Inscribed in non-dominant forms of doing humanitarian action, this chapter seeks to understand how the vernacular practices of populations in Putumayo in times of crises can be situated within the notion of a feminist ethics of care as an alternative.
Contribution short abstract:
This paper highlights community-led flood resilience strategies in Malawi. The community employed living with floods mitigation measures such as construction of raised houses, community led restoration initiatives, culture practices including praying to their god, Mbona and offering sacrifices.
Contribution long abstract:
Flooding poses a threat to human life such that nations implement different mitigation and adaptation measures to protect human life. One of the mitigation measures in Malawi was planned resettlement.
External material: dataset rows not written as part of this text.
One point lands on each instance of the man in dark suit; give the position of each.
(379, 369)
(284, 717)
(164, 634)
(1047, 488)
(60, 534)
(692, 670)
However, in the quest to remain in the flood plains to protect their place attachment due to livelihoods needs, social bonding and place identity, the flood plain dwellers employed their own in situ mitigation measures which has a great impact on the people’s life and their socioeconomic status. These community-initiated mitigation and adaptation measures include construction of raised houses locally known at ‘tchete’, building of flood barriers, planting trees and grass along riverbanks. Additionally, people believed in the supernatural powers by their ancestors as one of the mitigation measures to flooding. A belief that ancestral protection could be obtained by using traditional medicine to keep the floods away and praying to the ancestors for help by offering sacrifices locally known as “nsembe” is strongly expressed as a mitigation measure in the study area. It was learnt that the people’s belief and culture has had a great impact on how the Lower Shire River valley community copes with flooding. Therefore, this study highlights different narratives of disaster response where communities have strong voice and employs their own mitigation and adaption measures when in crisis whose ideologies differs from the policy makers point of view. Therefore, these measures highlight grassroots responses to disasters, the potential for alternative modes of social transformation that prioritize community agency, self-determination, and sustainable crisis response.